Frage: „Wie wirkt sich die Mitgliedschaft beim Clubkombinat Hamburg e.V. aus?“

Nandor: „Auch wenn wir oft nicht die Zeit haben, die ganzen tollen Angebote tatsächlich auch wahrzunehmen, ist die Arbeit des Clubkombinats schon eine enorme Hilfe für alle Clubs und ihre Betreiber. Andere Förderprogramme gehen häufig am Bedarfszustand der Clublandschaft vorbei: Läden werden bis zum Luxus hin aufgerüstet und in die Elphi ist enorm viel Etat investiert worden. Alle Clubbetreiber, die bisher nicht Mitglied im Clubkombinat sind, machen sich das Leben unnötig schwer. Denn keine Behörde dieser Stadt ist so hilfreich wie diese Institution.”

Frage: „Eine gute Fee sitzt eines Abends bei dir am Tresen. Was wäre dein dringlichster Wunsch?“

Nandor: „Dass die Polizeiwache unter uns umgesiedelt wird!”

Frage: „Worauf freust du dich in der kommenden Saison am meisten?“

Nandor: „Auf das Sommerloch!”

Frage: „Welches Konzert wirst du nie vergessen? Was war da los?“

Nandor: „Puuhh, das ist wirklich schwer zu beantworten, da mich nahezu alle meine U.S. Hip Hop Heroes nie entäuscht haben und mir x-mal das Herz aufging. Das DAS EFX Konzert in unseren ersten Monaten hatte schon etwas Skurriles. Aufgrund unserer unfertigen Bühne spielten sie ebenerdig, stiegen irgendwann auf unsere Bassboxen, so dass Mitarbeiter die unfixierten Boxen festhalten mussten, damit sie nicht umfallen und aufs Publikum krachen.”

Frage: „Welche Band, welcher Künstler, der kürzlich bei euch aufgetreten ist, hat das Zeug, um richtig durchzustarten?“

Nandor: „Eine wahnsinnige Soul-Funk Band aus Kopenhagen namens D/Troit, die unser neuer Booker Jan Nickel über einen Freund zugeschustert bekam. Die waren so der Übershit, dass die Platte bei mir auch nach vier Monaten immer noch rauf- und runterläuft.
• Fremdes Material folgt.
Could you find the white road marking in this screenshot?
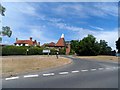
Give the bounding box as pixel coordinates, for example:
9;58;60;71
98;68;104;70
106;68;110;69
43;73;55;76
24;74;39;78
113;67;116;69
71;70;79;73
5;77;19;80
81;69;88;72
91;69;97;71
59;72;69;74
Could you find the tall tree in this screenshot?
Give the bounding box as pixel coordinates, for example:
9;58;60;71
0;4;12;42
78;35;99;56
116;37;120;53
99;40;112;55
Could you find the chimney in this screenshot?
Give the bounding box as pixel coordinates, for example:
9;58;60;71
16;38;18;41
30;37;32;41
61;34;64;38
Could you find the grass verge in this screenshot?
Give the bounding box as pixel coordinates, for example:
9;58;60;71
76;55;119;62
2;56;72;77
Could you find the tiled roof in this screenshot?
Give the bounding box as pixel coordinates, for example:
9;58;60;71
56;38;65;47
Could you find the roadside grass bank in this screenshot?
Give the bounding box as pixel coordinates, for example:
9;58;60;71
2;55;72;77
75;55;120;62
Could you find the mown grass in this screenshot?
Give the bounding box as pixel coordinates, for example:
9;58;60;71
2;56;71;77
77;55;119;62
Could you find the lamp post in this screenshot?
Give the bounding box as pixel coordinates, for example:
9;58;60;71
26;49;29;55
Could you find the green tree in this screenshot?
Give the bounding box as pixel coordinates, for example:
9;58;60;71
0;4;12;42
116;37;120;53
70;40;79;54
99;40;112;55
78;35;99;56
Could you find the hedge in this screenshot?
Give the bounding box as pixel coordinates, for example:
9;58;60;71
2;46;65;56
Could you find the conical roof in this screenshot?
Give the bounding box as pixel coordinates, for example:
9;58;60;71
56;34;65;47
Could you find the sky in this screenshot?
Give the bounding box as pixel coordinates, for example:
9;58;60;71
2;2;118;50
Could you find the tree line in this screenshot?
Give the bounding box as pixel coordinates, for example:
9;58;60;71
71;35;120;56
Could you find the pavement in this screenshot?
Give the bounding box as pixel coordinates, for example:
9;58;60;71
2;56;119;88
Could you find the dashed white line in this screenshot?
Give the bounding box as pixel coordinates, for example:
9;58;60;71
43;73;55;76
5;77;19;80
59;72;69;74
81;69;88;72
24;74;39;78
98;68;104;70
106;68;110;69
71;70;79;73
91;69;97;71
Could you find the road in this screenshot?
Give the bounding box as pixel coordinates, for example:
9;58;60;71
2;57;118;88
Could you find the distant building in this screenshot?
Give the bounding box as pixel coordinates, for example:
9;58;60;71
42;34;70;55
14;37;40;46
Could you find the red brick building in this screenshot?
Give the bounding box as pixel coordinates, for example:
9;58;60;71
14;37;40;46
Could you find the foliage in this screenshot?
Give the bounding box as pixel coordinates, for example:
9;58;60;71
0;4;6;16
70;40;79;54
59;48;66;55
2;46;60;56
0;4;12;42
2;46;27;56
71;35;112;56
78;35;99;56
0;26;12;37
116;37;120;53
99;40;112;55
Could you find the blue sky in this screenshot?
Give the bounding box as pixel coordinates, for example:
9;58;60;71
2;2;118;49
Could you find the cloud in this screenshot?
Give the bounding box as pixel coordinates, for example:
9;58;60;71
53;2;118;18
90;26;104;31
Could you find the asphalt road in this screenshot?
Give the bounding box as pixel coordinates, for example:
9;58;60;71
2;57;118;88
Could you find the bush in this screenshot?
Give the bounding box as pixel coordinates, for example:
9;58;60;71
2;46;27;56
2;46;43;56
59;48;66;55
2;46;62;56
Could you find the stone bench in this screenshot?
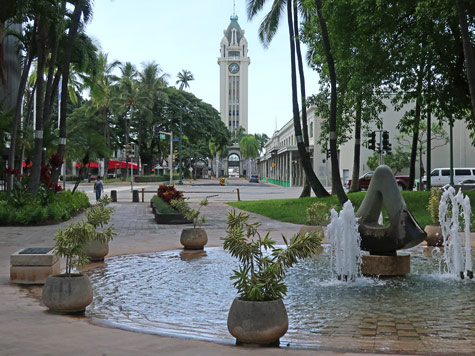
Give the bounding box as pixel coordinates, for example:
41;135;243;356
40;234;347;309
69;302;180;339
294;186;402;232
10;247;61;284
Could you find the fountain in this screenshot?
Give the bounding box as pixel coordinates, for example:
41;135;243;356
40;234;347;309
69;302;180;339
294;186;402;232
356;165;426;276
325;200;361;281
439;187;473;279
86;168;475;354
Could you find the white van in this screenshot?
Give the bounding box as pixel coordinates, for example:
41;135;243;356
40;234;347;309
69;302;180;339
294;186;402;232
422;168;475;187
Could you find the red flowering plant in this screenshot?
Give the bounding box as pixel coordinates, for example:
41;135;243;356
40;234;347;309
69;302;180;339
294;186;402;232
157;184;184;205
5;167;28;208
40;153;63;193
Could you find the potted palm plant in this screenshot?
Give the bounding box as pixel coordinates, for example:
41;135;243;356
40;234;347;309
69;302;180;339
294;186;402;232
170;197;208;250
223;210;323;345
42;221;95;313
85;195;115;262
424;188;444;246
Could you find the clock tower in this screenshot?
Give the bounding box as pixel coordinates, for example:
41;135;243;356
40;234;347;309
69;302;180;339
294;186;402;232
218;14;251;133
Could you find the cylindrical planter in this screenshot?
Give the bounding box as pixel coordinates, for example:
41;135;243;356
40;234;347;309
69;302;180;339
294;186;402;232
132;190;140;203
42;274;93;314
228;298;289;346
424;225;444;246
180;227;208;250
84;241;109;262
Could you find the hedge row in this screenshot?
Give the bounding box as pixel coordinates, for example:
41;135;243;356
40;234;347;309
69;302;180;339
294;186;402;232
0;191;90;225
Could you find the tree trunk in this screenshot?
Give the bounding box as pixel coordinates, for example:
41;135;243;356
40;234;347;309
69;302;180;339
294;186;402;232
315;0;348;204
7;41;34;192
287;1;330;197
349;97;362;193
455;0;475;120
293;0;311;198
28;16;48;193
51;1;82;182
43;14;61;126
408;58;425;190
0;21;7;89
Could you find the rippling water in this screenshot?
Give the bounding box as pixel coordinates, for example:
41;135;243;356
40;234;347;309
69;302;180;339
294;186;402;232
87;247;475;347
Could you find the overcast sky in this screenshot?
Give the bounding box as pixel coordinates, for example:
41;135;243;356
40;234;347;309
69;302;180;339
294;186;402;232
86;0;318;136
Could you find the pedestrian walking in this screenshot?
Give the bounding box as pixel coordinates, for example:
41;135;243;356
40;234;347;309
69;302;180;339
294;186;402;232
94;176;104;201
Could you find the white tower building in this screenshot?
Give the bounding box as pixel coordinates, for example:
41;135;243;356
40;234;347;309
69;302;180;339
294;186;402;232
218;14;251;132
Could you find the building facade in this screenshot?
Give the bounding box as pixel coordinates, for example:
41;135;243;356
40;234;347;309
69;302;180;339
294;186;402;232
258;102;475;187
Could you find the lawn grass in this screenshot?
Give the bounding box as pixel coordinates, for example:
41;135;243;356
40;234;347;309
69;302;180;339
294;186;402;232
227;191;475;228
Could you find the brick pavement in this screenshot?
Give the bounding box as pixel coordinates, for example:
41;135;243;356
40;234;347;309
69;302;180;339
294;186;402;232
0;179;475;355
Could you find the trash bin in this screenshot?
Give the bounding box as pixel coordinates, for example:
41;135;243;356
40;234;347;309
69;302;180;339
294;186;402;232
132;190;140;203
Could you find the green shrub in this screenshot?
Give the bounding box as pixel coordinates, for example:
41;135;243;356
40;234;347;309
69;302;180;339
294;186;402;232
307;202;336;226
170;197;208;229
134;176;170;183
157;184;183;204
152;195;178;214
0;191;90;225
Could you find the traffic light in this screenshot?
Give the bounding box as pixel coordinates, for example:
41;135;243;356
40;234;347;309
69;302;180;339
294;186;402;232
386;143;393;155
368;131;376;151
383;131;389;152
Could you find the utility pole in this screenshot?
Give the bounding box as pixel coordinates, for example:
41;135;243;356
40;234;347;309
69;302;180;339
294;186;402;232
159;131;173;185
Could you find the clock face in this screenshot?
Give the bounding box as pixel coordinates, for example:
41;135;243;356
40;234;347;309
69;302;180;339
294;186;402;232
229;63;239;74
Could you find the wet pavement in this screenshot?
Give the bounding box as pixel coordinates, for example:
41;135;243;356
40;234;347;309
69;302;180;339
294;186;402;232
0;180;475;355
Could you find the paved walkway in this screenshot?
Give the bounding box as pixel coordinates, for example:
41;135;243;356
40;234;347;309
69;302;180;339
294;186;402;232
0;181;475;355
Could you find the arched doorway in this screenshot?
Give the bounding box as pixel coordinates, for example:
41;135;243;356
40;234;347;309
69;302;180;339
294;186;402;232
228;153;241;178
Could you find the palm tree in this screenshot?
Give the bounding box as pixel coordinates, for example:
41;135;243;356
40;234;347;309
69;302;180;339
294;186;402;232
315;0;348;204
247;0;329;197
137;62;168;174
176;69;195;90
455;0;475;120
84;52;120;178
117;62;140;180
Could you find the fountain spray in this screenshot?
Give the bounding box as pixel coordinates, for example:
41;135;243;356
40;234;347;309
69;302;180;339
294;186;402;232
439;187;473;279
326;200;361;281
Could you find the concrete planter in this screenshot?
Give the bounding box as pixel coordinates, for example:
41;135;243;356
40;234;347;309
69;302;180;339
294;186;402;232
424;225;444;246
180;227;208;250
228;298;289;346
42;274;93;314
155;213;193;225
84;241;109;262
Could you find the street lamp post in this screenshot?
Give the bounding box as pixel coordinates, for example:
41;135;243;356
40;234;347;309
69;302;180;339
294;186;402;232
159;131;173;185
178;110;183;185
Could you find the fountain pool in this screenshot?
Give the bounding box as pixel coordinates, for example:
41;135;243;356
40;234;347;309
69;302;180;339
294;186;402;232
86;246;475;352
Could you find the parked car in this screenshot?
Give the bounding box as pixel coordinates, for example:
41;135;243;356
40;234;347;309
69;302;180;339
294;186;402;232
422;168;475;187
249;174;259;183
348;172;409;190
442;179;475;191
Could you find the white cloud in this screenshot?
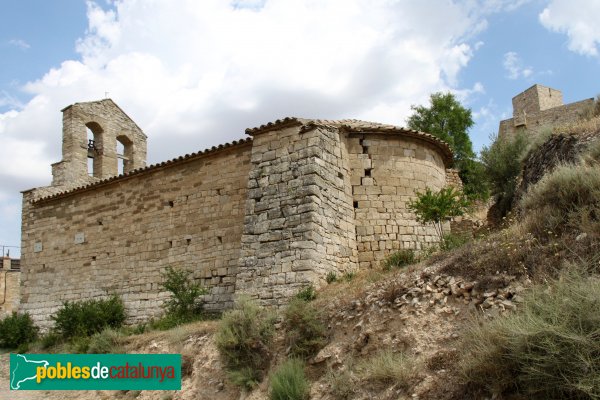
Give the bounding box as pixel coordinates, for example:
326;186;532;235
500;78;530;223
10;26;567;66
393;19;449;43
502;51;533;79
8;39;31;50
539;0;600;56
0;0;512;247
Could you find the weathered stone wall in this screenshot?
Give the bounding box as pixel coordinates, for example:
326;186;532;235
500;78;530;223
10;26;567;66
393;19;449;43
52;99;146;188
347;133;446;268
0;257;21;318
498;85;594;141
512;85;563;117
21;141;252;327
236;123;356;305
21;100;458;327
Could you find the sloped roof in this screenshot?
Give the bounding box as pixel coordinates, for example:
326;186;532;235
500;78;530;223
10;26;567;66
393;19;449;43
246;117;453;164
32;138;252;203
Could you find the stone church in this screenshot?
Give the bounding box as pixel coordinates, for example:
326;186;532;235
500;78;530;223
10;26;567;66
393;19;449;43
20;99;459;327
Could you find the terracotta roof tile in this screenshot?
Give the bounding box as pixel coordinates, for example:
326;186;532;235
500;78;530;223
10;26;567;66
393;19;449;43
32;138;252;203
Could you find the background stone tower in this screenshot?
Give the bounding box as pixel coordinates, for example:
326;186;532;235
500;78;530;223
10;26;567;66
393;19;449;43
52;99;147;188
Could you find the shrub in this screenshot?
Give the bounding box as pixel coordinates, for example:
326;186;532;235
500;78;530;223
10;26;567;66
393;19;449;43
356;350;416;386
325;271;337;283
383;249;417;271
460;276;600;399
86;328;124;354
325;368;356;399
0;311;38;348
283;299;326;358
408;187;469;242
215;297;275;388
481;132;528;217
440;233;471;251
161;266;207;319
521;164;600;237
344;272;356;282
296;285;317;301
51;295;126;339
271;359;310;400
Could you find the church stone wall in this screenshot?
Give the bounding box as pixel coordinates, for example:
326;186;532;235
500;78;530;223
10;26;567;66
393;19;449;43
347;133;446;268
21;141;251;327
236;124;356;306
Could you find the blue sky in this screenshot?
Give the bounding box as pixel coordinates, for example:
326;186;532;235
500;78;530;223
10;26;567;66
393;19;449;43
0;0;600;254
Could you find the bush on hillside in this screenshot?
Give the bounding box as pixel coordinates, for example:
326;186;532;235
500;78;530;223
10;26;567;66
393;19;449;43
481;132;528;216
460;277;600;399
0;311;38;349
382;249;418;271
296;284;317;301
283;299;326;358
521;164;600;238
51;295;126;339
215;297;275;389
270;359;310;400
161;266;207;322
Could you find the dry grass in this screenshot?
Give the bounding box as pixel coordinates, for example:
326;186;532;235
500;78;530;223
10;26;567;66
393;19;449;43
553;116;600;135
461;273;600;399
356;350;417;387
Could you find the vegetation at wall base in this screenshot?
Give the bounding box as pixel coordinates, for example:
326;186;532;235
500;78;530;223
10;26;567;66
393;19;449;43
325;271;337;284
408;187;469;242
296;284;317;301
51;295;126;339
481;132;529;217
161;266;208;322
270;358;310;400
283;299;327;358
215;297;275;389
0;311;38;349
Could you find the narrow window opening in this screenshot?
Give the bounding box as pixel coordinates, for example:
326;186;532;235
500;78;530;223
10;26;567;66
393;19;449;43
85;127;95;176
117;139;125;175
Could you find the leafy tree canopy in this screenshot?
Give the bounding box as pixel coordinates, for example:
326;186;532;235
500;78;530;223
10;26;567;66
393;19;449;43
406;92;475;164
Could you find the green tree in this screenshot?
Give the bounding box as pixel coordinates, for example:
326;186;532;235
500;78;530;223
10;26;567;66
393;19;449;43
406;92;489;200
481;132;528;216
406;92;475;164
408;187;469;242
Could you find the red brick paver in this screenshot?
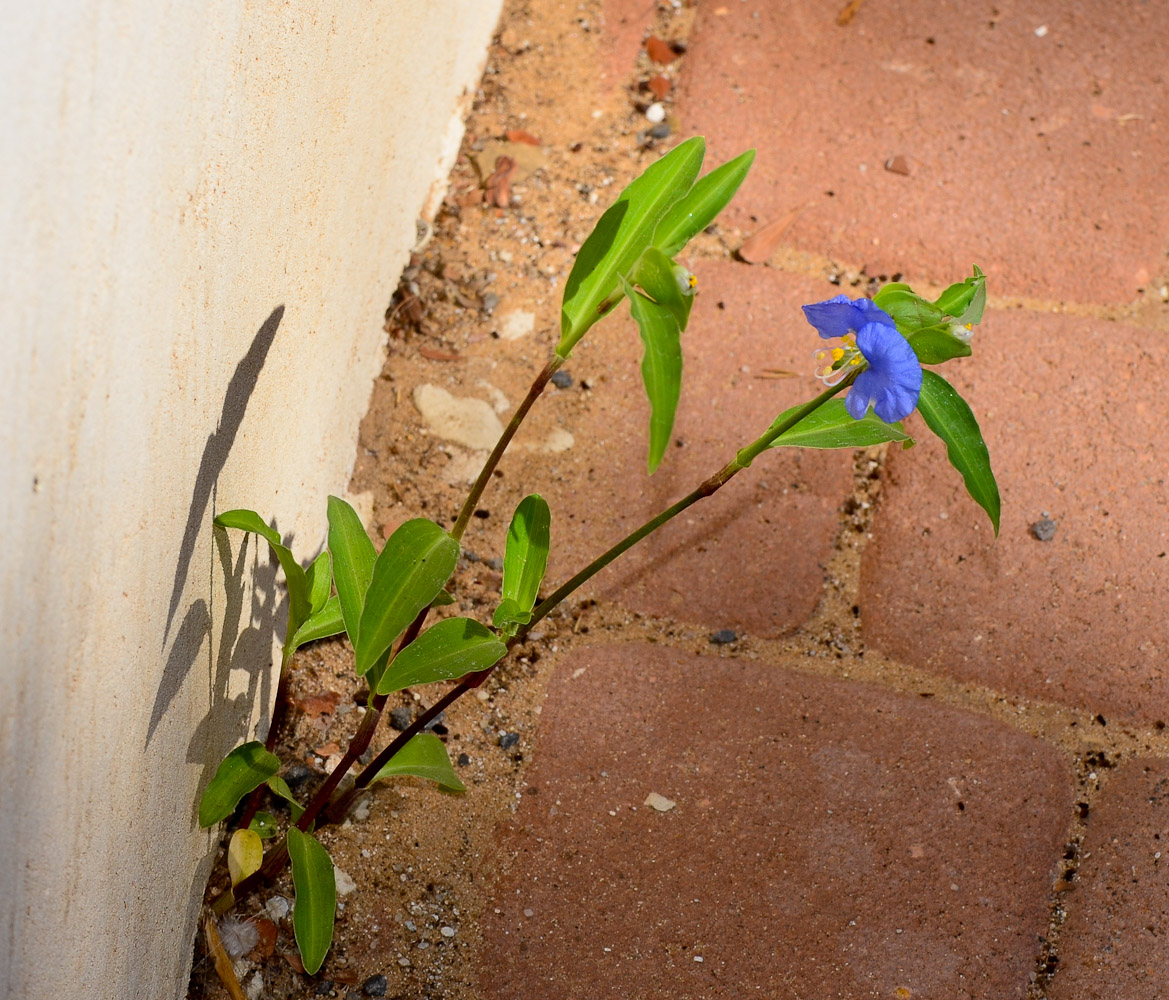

Der Sänger klingt wie eine Mischung aus Marvin Gaye, Curtis Mayfield und James Brown, sowohl selbstgeschriebene Balladen als auch funkige Partysongs mit einer eigenen Note. Nochmal werden sie für uns nicht erschwinglich sein, weil sie jetzt schon bei einer großen Agentur gelandet sind. Denen wünsche ich echt viel Glück, denn ihre musikalische Klasse hätte den Erfolg verdient.”